Results: We achieve state-of-the-art language modeling results on the Topical Chat dataset, with a perplexity of 11.55 on the test frequent split, and 10.87 on the test rare split. Table 7 shows a comparison between our model's perplexity compared to PD NRG [24] . Inference: We use beam search with a beam length of 5, along with top_p sampling [30] with p=0.95, and top_k sampling with k=50 for inference. Two instances of the fine-tuned model are run in production, where one of the models only uses the conversational context and dummy facts, and the other instance uses the context and top 5 facts to generate the response. Such a configuration enables us to generate both factual and non-factual responses to a user query.

Sacre BLEU Baseline -PD NRG 12.25 / 12.62 -WikiBot (ours) 11.55 / 10.87 2.37 / 2.47 Table 7 : WikiBot performance on the Topical Chat test dataset (freq/rare)

One of the drawbacks of WikiBot is that it generates factual responses, even when not desired. To circumvent this problem, and in order to generate more colloquial responses, we fine-tuned BlenderBot (400 M parameters) on the DailyDialog dataset [31] . Trained using a standard transformer encoder-decoder architecture, and conditioned on the conversation history, the Chit Chat Bot is able to generate opinions, personal experiences and conduct chit chat on any topic.
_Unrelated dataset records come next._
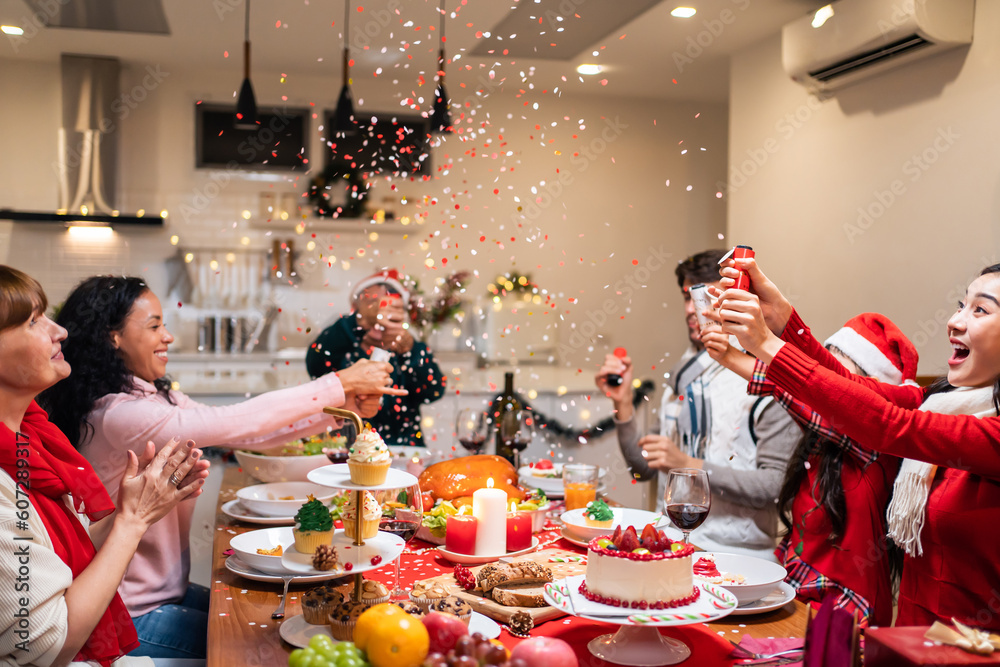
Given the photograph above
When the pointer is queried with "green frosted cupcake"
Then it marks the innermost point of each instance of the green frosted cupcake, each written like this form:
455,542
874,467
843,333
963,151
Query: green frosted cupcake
313,526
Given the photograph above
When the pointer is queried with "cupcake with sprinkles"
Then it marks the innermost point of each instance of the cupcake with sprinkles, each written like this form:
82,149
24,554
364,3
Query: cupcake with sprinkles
369,459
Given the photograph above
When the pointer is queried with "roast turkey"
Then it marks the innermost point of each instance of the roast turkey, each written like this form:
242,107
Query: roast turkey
457,479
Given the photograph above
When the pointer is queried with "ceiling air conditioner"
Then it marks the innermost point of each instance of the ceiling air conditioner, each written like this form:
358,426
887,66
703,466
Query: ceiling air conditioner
849,40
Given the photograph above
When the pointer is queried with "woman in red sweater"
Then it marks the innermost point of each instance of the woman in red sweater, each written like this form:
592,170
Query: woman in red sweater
835,492
947,496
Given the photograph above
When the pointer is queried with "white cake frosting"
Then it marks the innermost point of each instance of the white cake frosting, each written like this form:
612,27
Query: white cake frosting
658,580
369,448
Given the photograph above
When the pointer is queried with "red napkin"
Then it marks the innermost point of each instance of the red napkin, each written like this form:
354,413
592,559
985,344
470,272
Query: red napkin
767,646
We train the model in a distributed manner, on 4 V-100 GPUs with mixed-precision training, and a learning rate of 2e-5. We limit the batch size in each GPU node to 16, and accumulate gradients for 4 steps, and use AdamW optimizer for optimizing the parameters. Results: We achieve state-of-the-art language modeling results on the DailyDialog dataset, with a perplexity of 9.04 on the test dataset. Table 8 shows a comparison between our model's perplexity and sacreBLEU scores [32] compared to pre-trained BlenderBot (400 M). Inference: We use beam search with a beam length of 5, along with top_p sampling with p=0.98, and top_k sampling with k=50 for inference. We also enforce the decoder to not generate repeating n-grams present in the context, with a size of 3.
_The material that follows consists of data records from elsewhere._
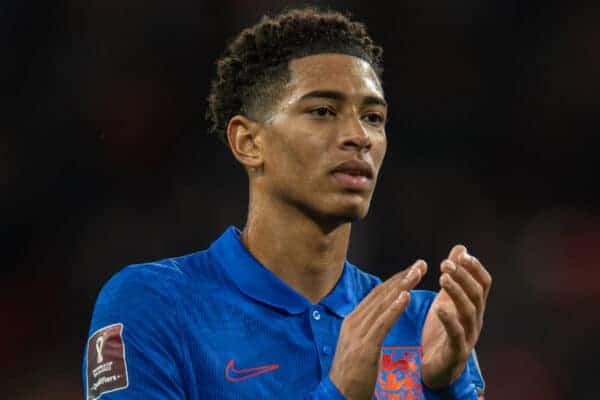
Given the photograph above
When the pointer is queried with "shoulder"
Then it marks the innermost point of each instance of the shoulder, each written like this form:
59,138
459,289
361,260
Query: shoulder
147,278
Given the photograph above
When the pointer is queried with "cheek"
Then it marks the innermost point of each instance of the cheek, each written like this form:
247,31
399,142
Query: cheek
378,150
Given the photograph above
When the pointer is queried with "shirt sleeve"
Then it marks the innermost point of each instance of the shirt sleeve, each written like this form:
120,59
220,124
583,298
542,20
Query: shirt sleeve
325,390
469,386
133,350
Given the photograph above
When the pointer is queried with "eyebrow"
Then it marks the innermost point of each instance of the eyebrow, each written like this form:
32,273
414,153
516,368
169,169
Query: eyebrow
339,96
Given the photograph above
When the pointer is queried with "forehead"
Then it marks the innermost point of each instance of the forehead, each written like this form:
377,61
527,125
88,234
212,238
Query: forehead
340,72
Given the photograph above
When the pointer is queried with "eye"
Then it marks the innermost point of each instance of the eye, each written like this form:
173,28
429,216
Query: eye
322,112
374,118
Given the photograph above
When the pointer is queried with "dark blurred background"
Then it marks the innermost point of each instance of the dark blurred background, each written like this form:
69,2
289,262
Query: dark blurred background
493,142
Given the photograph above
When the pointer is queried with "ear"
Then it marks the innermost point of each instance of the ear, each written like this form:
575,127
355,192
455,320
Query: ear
245,141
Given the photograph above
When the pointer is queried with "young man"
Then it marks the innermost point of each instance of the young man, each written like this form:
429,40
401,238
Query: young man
275,311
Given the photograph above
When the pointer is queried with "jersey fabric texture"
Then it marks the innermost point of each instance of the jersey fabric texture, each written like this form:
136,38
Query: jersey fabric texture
216,324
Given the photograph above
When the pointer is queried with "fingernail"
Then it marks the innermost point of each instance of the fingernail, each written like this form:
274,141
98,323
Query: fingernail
402,297
451,266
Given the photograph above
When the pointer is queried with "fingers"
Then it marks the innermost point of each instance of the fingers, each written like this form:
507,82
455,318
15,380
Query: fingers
454,330
467,283
406,282
403,280
467,313
462,277
459,255
481,275
380,327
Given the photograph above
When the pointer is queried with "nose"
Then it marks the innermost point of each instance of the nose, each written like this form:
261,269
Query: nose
355,136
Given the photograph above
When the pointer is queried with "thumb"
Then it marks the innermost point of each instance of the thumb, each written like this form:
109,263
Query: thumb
456,252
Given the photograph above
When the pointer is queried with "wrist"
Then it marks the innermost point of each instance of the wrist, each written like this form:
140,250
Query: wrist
456,389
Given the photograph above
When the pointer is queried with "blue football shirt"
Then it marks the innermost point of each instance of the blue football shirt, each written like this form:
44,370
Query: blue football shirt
216,324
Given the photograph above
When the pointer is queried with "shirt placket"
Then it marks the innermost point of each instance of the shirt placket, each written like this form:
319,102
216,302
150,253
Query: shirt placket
325,334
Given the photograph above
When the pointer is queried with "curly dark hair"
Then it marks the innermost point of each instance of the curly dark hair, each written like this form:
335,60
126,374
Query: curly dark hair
254,68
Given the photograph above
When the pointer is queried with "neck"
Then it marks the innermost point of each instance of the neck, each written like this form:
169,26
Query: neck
303,254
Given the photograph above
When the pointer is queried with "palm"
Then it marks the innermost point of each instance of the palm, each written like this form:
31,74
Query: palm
437,354
455,318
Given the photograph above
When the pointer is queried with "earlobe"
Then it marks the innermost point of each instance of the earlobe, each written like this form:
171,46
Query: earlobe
245,141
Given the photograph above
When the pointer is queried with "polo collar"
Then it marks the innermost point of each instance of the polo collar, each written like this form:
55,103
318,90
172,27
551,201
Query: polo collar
259,283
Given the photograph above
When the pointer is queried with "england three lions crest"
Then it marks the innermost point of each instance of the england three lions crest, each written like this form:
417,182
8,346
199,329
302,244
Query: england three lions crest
399,375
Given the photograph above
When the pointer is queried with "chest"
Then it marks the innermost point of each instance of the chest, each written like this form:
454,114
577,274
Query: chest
242,351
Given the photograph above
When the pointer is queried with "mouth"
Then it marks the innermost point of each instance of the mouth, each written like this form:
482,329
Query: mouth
354,174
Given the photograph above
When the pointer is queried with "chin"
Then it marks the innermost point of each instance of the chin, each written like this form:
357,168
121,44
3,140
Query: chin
350,211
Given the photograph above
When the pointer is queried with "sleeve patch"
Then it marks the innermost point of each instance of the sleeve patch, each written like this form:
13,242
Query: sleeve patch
106,366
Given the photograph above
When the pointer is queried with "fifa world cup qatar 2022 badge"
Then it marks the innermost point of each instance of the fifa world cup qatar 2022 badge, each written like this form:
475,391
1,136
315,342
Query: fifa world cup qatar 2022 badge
106,366
399,375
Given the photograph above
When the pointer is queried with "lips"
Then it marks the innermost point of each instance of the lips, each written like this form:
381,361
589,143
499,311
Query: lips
355,168
354,175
Perplexity sacreBLEU Baseline -BlenderBot 26.25 0.68 ChitChatBot (ours) 9.04 2.79 Table 8 : Chit Chat Bot performance on the DailyDialog test dataset

Generating meaningful and thoughtful prompts generally enables deeper conversation. In order to engage in deep but controlled conversations with the users, we introduced Neuro Prompt RG: a response generation strategy which can help conduct meaningful conversations in pre-defined themes for at least six turns. At its core, the Neuro Prompt RG is an amalgamation of neural generators and deterministic prompts. We describe the details of generating a response using the Neuro Prompt RG below.
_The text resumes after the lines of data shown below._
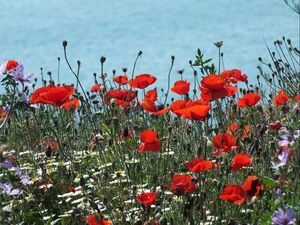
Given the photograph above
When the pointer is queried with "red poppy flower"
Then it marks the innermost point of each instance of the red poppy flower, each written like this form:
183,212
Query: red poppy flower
150,142
253,186
233,76
233,193
52,95
181,87
72,103
281,98
233,128
151,95
97,88
142,81
181,184
214,87
249,100
224,143
146,198
192,110
240,160
199,165
124,95
122,80
297,98
95,219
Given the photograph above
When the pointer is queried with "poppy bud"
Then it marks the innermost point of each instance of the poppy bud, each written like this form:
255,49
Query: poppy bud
65,43
102,59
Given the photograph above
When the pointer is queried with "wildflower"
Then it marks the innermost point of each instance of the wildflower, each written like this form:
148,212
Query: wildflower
233,128
142,81
72,103
96,88
53,95
182,184
16,70
282,158
240,160
150,142
253,187
214,87
275,125
122,80
281,217
146,198
281,98
122,95
287,138
233,76
192,110
233,193
7,188
224,143
249,100
151,95
199,165
95,219
181,87
297,98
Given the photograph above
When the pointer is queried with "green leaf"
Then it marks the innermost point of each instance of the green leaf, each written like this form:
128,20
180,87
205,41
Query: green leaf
268,181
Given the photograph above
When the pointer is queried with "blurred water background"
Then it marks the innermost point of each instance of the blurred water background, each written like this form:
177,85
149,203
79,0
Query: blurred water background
32,31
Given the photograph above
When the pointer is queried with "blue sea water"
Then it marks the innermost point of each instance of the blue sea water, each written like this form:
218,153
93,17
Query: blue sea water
32,31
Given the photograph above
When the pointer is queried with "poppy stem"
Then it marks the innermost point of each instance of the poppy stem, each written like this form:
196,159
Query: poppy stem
169,78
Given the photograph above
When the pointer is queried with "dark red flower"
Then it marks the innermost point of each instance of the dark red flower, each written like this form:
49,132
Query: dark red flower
253,187
151,95
249,100
72,103
96,88
233,193
240,160
234,76
182,184
122,80
124,95
281,98
181,87
146,198
192,110
224,143
297,98
142,81
53,95
199,165
150,142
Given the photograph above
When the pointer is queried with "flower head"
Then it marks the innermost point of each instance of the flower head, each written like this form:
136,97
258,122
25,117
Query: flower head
146,198
281,217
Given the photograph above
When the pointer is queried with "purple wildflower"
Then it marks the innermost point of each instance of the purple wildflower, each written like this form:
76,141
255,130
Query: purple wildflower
281,217
17,73
25,180
283,159
278,192
7,188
1. When the RG is invoked for the first time, the first step is to sample a theme from a list of pre-defined themes: Accomplishments, Advertising, Aliens, Animals, Apps, Art, Camping, Change, Charity, Creativity, Dance, Distant Future, Driving, Facts, Fishing, Friends, Fruit, Garden, Habits, Happiness, Heroes, Hiking, History, Hobbies, Ice-cream, Luck, Near Future, Photography, Self-driving cars, Shopping, Singing, Social Media, Stress, Superhero, Talents, Travel, VR, Weather. 2. If the bot was already discussing a different topic, we segue from the current discussion, sample the first prompt of the sampled theme, and deliver the response to the user. 3. For all subsequent turns, we invoke the entire suite of neural generators to generate and use the re-ranker to select an appropriate response to the user's query. If suitable, we append another sampled prompt from the same theme and repeat this process until all the prompts are exhausted. We maintain a maximum of 3 prompts per theme. 4. In order to make the bot appear less interrogative, we space the prompts and refrain from adding a prompt in the immediate next turn when a prompt was already used. This helps in making the bot sound more natural and colloquial. 5. If the user portrays disinterest with the theme in any of the turns, we stop the Neuro Prompt RG and switch to a different generation strategy.

Along with the above neural generators, a pre-trained BlenderBot model (400 M parameters), and the Neural Response Generator model (NRG) released with Cobot are also leveraged, in order to generate non-factual responses and opinions. Along with the deterministic and neural generators, we also use EVI for question answering. As a fallback mechanism, a retrieval model is used to retrieve the most relevant response given the user query and intent, from an Elasticsearch index containing Topical Chat and Wizard of Wikipedia query-response pairs.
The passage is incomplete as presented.